Sunday was a night of firsts for the Russian figure skating team, who took home the host country’s first gold medal of the 2014 Sochi Games in the event’s inaugural Olympics.
Premiering in Sochi, the skating team competition featured 10 teams competing in six events—men's individual skate, women's individual skate, pairs skating and ice dancing. Team scores were tallied based on performances in the short program and free skate in each category (see Deadspin for a complete explanation of the rules).
Considered a perennial powerhouse on the rink, Russia failed to take home a single gold in figure skating in Vancouver, making Sunday’s win even sweeter heading into individual competition later this week (the pairs short program starts Tuesday).
Here are five big takeaways from Russia’s performance over the weekend.
Something Old, Something New
The Russian squad was anchored by two skaters on opposite ends of their careers. At 15, Julia Lipnitskaia posted a dominant performance in the women’s competition, becoming the youngest athlete to win a gold medal at the Winter Olympics (she is six days younger than 1998 Nagano champion Tara Lipinski).
On the men’s side, Evgeni Plushenko, competing in his fourth Olympics, earned 19 points for the Russian team, and finished second and first respectively in the short program and free skate.
Oddly, according to Barry Wilner from AP,it was Lipnitskaia who appeared the most composed on Sunday, saying she was “calm” during her performance, while the more experienced Plushenko was not immune to nerves:
This games is the hardest for me. All the fans are cheering so hard that you literally cannot do badly because they do everything with you. You get goose bumps."
An Emphatic Win
Skating in front of President Vladimir Putin, the Russians didn’t so much win as shut out the competition, finishing third or better in every event to win the gold before the final competitors in free dance even took the ice.
Though the Canadians had the most star-studded line-up, featuring the 2010 gold-medalist ice dancing team of Tessa Virtue and Scott Moir, the Russian team hit its stride in front of the home crowd.
Paul Wylie, the 1992 Olympic silver medalist for the United States, told Jere Longman of The New York Times:
I think it’s huge for [Russia]...The Olympics have been about selling it to the home crowd. Ninety-five percent of the audience is Russian. There is a sense that they really want to nail it with an exclamation point, and they’re doing it.
The Plot Thickens in the Women’s Competition
Russia’s emphatic performance sent a statement to the rest of the field heading into the individual competition this week.
In the women’s competition, Lipnitskaia placed first in both the short program and the free skate, relegating American hopeful Gracie Gold to second in the free skate portion by a margin of 15 points.
That said, the team event did not feature a completely loaded roster in the women’s event, including 2010 gold medalist Yuna Kim.
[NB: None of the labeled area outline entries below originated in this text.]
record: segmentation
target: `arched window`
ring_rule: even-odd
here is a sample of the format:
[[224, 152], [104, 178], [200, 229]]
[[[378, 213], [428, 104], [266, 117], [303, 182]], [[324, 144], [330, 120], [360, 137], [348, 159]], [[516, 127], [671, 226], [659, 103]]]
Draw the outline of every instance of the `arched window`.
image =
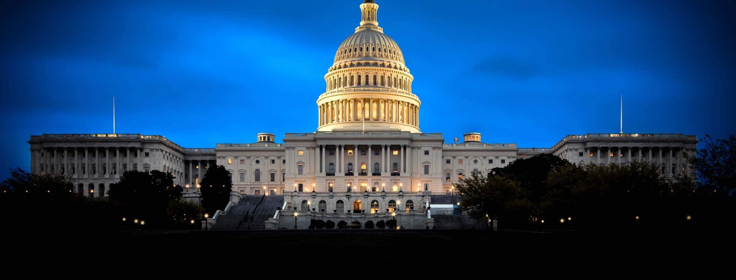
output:
[[378, 213], [378, 212], [379, 212], [378, 211], [378, 201], [374, 200], [372, 201], [370, 201], [370, 212], [371, 213]]
[[393, 199], [389, 201], [389, 211], [390, 212], [396, 211], [396, 201]]

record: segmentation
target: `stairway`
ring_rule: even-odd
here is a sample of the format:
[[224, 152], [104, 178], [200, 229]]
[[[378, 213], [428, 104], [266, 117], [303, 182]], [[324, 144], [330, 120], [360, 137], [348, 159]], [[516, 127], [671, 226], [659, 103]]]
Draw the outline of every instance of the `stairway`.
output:
[[266, 195], [263, 201], [258, 205], [255, 212], [251, 212], [248, 218], [242, 225], [240, 229], [247, 229], [250, 226], [250, 229], [266, 229], [266, 221], [269, 218], [274, 218], [277, 208], [283, 206], [283, 195]]
[[462, 219], [462, 227], [460, 226], [460, 219], [456, 215], [432, 215], [434, 218], [434, 229], [470, 229], [473, 226], [475, 229], [486, 229], [486, 222], [483, 220], [475, 220], [467, 215], [461, 215]]
[[[245, 213], [252, 212], [255, 205], [261, 201], [261, 195], [247, 195], [238, 201], [238, 204], [230, 207], [227, 214], [217, 217], [217, 223], [210, 229], [236, 229]], [[243, 225], [241, 225], [241, 228]]]

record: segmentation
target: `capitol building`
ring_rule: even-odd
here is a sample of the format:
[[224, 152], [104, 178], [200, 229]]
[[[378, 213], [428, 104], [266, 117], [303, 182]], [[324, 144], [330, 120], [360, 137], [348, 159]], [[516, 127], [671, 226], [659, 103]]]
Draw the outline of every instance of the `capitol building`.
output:
[[365, 228], [391, 219], [425, 229], [434, 223], [433, 197], [450, 193], [464, 176], [543, 153], [578, 165], [644, 160], [661, 165], [664, 176], [691, 172], [682, 154], [696, 153], [695, 135], [567, 135], [529, 148], [484, 143], [476, 132], [446, 143], [442, 133], [422, 132], [421, 93], [412, 91], [403, 51], [379, 26], [378, 12], [375, 1], [364, 1], [359, 26], [337, 48], [316, 98], [316, 132], [286, 133], [283, 143], [261, 133], [254, 143], [210, 148], [138, 134], [32, 135], [30, 170], [71, 176], [77, 191], [100, 197], [130, 170], [171, 172], [185, 192], [197, 193], [207, 168], [222, 165], [233, 184], [228, 208], [250, 196], [279, 200], [266, 229], [305, 229], [312, 220]]

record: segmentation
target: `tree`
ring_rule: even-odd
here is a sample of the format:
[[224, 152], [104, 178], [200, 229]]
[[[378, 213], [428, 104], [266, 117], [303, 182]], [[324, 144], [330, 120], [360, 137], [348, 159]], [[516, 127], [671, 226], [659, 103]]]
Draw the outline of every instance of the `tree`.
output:
[[166, 209], [182, 196], [183, 188], [174, 184], [171, 173], [152, 170], [125, 171], [120, 182], [110, 184], [109, 198], [122, 207], [122, 215], [145, 219], [146, 224], [161, 227], [170, 221]]
[[212, 215], [217, 210], [224, 209], [230, 201], [233, 190], [230, 171], [222, 165], [208, 168], [200, 185], [202, 206], [205, 210]]
[[520, 184], [503, 175], [473, 174], [455, 184], [455, 188], [462, 201], [463, 212], [470, 217], [526, 220], [531, 204]]
[[696, 157], [684, 154], [687, 162], [696, 172], [698, 182], [706, 193], [733, 195], [736, 190], [736, 136], [713, 142], [706, 134], [705, 147]]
Kim holds the highest ladies’ free skating score ever from Vancouver, tallying 150.06 points, and Lipnitskaia now sits in second after her 141.15-point performance on Sunday.
Plushenko’s Swan Song
While Plushenko posted a solid performance in the team event, earning a first and a second place finish, the four-time Olympic medalist was not in his best form, going through the motions in a way uncharacteristic of the typically showy performer.
A controversial character (and less-than-gracious winner of the silver medal in Vancouver), Plushenko has cemented himself as one of the greatest of all time in men’s figure skating over the last decade and is competing in his final Olympics after several surgeries, including back surgery last year. The 31-year-old is the “Brett Favre of figure skating,” as Deadspin’s Samer Kalaf writes.
A hate-to-love-him, love-to-hate-him competitor, Plushenko comes into his final Games not quite at the top of his game, but his performance in the team event showed the Russian isn’t done quite yet.
you do not end an interview with evgeni plushenko. he walks away when he decides it's over pic.twitter.com/tJkIGaqhEq— Amanda Lucci (@alucci) February 9, 2014
Strong Start for New Event
The team event was the first introduction of a new figure skating event at the Olympics since 1976 but stellar performances across the board helped legitimize the new event early.
Additionally, the team format served as a tantalizing preview to the upcoming individual competitions for viewers and provided competitors with an environment to gauge their performances with the cushion of the team format.
American ice dancer Charlie White told ESPN’s Jim Caple:
I think it's a lot of fun. Having grown up playing hockey, I think you get a little extra something when you know there are others relying on you and you know that you have the support of your teammates."
Finally, the team event generated buzz in particular for the women’s event following Lipnitskaia’s performance, hopefully meaning more viewers this week.